In recent years, arts and humanities, like many other areas, have been drastically cut by the Kentucky Department of Education. But thanks to one long time educator, Webster County children are still getting the chance to learn about art.
Anthony Dotson was allotted 25 days this school year to teach art to as many students as he could reach. Those days must be split up amongst all of the schools in the district.
“This program is funded through Trojan Academy,” Dotson said. “They gave me 12 days to start the year, and then they found the funding for 12 more. Then the Webster County Board found an extra day that allows me to work at the Alternative School.”
Dotson’s primary duties are to go to all of the schools and work with students on hands-on projects so they each get extra time studying arts and humanities. This alleviates some of the pressure off of the other teachers, who must spend more of their time focused on the core subjects.
“The projects I do help enhance what the teachers do in the classroom,” he explained.
Although he considers himself to be from Providence, Dotson grew up in Christian County. His father was an US Army officer stationed there, and his mother was a Hopkinsville native.
“I always thought of myself as a big city person,” he said. “I was going to go into the commercial field, but I did a year of student teaching and loved it. Then I came to Providence and fell in love with the small town ‘Mayberry’ experience. This town has been very good to me.”

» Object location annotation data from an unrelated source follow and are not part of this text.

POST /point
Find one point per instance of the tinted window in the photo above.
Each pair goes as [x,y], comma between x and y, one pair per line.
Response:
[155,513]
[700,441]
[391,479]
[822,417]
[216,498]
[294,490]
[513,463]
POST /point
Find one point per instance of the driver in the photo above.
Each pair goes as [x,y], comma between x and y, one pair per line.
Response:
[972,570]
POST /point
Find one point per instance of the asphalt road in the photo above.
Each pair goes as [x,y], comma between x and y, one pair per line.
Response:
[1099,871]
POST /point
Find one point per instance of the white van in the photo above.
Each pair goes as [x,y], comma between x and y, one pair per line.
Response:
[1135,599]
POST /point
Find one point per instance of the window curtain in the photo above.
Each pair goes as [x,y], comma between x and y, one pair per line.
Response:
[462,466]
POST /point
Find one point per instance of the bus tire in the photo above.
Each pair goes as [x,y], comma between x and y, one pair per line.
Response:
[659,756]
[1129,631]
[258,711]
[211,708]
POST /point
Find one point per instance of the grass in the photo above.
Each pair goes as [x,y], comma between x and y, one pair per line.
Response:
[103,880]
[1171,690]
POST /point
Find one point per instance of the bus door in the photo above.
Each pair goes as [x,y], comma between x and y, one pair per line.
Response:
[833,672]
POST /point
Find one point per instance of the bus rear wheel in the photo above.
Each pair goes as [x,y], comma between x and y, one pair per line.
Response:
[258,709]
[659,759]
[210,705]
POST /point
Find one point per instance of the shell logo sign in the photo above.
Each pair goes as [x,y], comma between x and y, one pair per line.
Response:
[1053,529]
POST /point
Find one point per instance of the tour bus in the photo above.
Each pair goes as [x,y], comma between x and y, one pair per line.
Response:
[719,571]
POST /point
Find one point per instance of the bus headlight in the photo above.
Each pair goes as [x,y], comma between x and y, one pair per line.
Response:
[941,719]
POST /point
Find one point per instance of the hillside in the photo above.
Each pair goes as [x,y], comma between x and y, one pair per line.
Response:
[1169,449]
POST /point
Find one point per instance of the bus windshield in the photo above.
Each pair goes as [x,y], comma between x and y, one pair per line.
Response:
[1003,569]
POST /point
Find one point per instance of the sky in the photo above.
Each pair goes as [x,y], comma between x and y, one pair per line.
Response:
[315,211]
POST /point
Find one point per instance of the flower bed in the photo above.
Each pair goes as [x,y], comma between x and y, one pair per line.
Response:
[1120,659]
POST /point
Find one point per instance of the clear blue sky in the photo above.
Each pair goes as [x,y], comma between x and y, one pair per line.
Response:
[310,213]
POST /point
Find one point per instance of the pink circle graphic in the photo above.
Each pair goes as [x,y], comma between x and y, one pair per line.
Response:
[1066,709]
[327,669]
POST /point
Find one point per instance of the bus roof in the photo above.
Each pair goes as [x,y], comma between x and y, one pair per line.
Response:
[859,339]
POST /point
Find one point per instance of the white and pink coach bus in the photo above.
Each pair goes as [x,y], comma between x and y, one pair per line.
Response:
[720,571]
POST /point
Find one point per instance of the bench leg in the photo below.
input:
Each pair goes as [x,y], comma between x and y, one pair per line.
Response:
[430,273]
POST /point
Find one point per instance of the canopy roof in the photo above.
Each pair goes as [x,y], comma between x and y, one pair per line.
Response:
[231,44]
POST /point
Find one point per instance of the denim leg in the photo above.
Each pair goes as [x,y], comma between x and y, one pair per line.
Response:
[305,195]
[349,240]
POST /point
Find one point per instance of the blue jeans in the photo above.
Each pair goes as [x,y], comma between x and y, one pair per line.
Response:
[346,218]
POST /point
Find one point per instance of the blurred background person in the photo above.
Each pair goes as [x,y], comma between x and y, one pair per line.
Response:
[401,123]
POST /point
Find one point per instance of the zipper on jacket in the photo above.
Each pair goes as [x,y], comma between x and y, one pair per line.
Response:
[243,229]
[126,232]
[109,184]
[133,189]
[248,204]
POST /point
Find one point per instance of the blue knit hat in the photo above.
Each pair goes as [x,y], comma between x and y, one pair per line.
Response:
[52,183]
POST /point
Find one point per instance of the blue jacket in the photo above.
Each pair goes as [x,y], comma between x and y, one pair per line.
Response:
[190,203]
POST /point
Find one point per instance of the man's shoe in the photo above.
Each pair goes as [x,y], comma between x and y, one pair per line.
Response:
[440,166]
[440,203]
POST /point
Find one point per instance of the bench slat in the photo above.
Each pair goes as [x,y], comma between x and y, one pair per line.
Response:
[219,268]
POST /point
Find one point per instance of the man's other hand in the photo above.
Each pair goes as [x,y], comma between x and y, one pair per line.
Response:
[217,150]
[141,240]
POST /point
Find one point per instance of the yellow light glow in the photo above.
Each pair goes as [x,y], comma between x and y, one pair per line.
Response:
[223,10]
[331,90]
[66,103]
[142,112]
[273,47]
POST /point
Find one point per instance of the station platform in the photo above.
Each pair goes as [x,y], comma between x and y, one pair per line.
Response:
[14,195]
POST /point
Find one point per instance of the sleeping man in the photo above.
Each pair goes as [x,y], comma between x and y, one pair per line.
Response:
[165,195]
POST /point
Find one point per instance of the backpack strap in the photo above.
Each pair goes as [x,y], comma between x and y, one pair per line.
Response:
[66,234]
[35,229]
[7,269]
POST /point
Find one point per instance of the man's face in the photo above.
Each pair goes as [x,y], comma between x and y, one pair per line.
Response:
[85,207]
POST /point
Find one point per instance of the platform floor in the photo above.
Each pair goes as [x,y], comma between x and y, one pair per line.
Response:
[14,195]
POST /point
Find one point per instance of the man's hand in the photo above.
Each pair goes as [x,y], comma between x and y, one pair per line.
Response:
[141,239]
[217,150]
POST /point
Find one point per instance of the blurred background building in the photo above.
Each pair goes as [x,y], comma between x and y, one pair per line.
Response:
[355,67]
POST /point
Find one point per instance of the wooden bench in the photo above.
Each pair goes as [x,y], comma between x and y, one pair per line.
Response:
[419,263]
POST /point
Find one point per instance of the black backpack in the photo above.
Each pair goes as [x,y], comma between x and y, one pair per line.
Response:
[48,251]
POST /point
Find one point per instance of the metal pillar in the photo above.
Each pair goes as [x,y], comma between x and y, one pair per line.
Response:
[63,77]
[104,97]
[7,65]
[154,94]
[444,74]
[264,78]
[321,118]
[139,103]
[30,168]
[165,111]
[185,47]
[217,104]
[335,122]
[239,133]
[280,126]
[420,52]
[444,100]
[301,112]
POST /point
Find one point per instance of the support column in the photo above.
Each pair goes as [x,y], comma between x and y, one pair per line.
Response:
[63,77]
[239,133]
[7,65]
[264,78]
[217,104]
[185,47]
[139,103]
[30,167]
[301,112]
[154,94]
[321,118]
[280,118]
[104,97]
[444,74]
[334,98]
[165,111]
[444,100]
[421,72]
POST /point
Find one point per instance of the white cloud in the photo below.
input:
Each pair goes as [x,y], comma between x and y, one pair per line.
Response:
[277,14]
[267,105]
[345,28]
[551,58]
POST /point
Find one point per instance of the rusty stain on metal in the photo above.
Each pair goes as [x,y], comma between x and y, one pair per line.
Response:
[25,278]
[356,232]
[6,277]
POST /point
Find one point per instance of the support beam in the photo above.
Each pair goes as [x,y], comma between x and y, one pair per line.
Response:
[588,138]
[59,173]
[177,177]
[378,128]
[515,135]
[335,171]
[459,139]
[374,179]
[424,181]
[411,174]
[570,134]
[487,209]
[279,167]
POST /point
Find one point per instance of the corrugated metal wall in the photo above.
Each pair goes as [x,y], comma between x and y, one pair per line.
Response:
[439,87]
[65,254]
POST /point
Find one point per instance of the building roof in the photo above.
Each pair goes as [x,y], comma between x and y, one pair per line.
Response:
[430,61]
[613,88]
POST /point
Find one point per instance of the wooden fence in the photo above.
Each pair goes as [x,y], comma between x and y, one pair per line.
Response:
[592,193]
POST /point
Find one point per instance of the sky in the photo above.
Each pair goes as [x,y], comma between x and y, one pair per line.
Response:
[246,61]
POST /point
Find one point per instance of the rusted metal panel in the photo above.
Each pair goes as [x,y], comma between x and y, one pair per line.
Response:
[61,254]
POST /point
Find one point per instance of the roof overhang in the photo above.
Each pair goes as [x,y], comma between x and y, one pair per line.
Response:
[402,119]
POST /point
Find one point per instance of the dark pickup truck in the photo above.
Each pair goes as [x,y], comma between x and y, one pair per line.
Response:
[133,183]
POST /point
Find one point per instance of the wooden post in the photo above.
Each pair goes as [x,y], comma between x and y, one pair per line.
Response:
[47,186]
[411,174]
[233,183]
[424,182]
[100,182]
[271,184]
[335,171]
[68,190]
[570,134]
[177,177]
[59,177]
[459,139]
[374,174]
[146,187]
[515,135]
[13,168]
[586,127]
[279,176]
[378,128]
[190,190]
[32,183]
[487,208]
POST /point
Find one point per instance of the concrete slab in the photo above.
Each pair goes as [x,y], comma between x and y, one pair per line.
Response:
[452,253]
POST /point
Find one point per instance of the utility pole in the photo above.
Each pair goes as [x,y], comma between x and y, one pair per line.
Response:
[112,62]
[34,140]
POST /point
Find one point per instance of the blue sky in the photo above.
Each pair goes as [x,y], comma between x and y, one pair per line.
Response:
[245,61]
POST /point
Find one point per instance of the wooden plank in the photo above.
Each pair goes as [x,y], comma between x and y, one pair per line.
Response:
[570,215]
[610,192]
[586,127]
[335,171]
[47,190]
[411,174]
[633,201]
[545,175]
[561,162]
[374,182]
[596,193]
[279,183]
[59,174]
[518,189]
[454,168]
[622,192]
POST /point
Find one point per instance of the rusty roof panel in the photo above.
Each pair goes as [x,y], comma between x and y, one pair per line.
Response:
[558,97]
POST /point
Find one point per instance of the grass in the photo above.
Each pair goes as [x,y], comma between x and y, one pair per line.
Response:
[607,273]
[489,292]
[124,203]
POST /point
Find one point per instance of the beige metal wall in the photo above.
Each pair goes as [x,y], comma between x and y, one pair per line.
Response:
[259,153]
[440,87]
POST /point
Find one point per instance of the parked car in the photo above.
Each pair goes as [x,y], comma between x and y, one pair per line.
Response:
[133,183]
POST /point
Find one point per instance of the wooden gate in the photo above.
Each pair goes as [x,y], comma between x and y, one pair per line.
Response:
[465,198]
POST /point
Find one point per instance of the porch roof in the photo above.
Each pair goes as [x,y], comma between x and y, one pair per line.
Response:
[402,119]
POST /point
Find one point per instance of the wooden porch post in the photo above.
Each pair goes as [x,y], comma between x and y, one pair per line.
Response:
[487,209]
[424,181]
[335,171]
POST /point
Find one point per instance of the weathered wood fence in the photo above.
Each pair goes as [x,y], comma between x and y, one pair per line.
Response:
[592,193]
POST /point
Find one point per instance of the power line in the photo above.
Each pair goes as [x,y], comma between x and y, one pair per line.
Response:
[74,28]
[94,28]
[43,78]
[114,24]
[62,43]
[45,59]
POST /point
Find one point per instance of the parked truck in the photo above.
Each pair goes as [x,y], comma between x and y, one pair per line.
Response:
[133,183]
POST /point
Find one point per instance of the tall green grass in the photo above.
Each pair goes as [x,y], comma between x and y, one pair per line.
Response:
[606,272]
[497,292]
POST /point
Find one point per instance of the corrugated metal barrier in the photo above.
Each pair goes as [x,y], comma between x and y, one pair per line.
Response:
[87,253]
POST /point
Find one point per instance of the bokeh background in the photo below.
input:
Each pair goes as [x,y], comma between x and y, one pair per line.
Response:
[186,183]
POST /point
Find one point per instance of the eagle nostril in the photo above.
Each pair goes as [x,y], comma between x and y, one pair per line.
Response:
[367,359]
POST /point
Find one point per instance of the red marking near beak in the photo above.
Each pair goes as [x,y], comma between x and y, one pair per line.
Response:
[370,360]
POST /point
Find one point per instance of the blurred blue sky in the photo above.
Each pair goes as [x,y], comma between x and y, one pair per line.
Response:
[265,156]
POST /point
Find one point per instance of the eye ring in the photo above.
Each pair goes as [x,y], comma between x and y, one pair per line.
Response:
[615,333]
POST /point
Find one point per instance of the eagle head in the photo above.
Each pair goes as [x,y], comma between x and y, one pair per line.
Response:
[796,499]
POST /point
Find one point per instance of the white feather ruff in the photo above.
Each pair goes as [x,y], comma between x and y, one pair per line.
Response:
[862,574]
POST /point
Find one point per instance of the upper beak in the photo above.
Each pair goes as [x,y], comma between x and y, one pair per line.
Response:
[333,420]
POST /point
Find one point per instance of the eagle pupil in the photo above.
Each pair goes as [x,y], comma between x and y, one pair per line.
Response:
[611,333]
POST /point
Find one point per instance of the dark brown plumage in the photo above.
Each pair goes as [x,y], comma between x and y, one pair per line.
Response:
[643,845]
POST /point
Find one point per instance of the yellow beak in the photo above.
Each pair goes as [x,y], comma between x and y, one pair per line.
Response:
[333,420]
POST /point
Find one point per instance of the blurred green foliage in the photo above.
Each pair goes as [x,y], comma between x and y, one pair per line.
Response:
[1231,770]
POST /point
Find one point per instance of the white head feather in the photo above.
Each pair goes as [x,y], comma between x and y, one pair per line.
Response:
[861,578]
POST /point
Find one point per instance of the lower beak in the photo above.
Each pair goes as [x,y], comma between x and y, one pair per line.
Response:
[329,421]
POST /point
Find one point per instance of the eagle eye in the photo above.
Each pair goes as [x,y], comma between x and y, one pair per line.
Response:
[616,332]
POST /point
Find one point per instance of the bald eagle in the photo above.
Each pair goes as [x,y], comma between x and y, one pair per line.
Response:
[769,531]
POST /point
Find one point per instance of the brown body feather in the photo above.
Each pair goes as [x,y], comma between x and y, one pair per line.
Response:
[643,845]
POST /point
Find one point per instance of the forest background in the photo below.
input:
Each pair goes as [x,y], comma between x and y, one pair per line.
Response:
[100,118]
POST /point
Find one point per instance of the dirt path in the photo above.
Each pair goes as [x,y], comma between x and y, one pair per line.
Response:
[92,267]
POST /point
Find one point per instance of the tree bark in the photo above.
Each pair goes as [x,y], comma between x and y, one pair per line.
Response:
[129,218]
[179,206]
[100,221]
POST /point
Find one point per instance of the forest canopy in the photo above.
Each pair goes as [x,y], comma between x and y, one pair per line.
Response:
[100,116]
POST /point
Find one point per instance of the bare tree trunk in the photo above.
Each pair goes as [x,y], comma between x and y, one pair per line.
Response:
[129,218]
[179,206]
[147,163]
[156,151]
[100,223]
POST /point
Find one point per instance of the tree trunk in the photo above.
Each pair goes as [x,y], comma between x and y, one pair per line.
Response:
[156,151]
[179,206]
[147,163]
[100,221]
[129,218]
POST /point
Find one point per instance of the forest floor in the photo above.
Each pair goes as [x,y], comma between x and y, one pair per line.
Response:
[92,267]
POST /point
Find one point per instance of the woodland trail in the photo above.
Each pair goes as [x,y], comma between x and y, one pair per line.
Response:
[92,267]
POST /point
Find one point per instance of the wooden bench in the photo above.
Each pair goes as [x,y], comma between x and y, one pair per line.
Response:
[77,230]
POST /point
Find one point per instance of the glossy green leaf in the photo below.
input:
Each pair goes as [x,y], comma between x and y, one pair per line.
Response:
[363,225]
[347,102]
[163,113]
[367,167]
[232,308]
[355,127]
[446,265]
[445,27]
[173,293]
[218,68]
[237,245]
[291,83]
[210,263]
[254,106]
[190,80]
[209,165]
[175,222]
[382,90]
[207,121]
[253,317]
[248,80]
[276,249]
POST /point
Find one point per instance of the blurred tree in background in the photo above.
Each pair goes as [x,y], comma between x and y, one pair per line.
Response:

Anthony Dotson has been retired since 2007. He began and ended his full time teaching career in the Providence Independent School System, where he worked for 30 years. When the merger process with Webster County began, he took that opportunity to retire, but he didn’t stay inactive. The following year he worked a half day at Webster County High School teaching art.
He has one son, Octavious Dotson, and four grandchildren.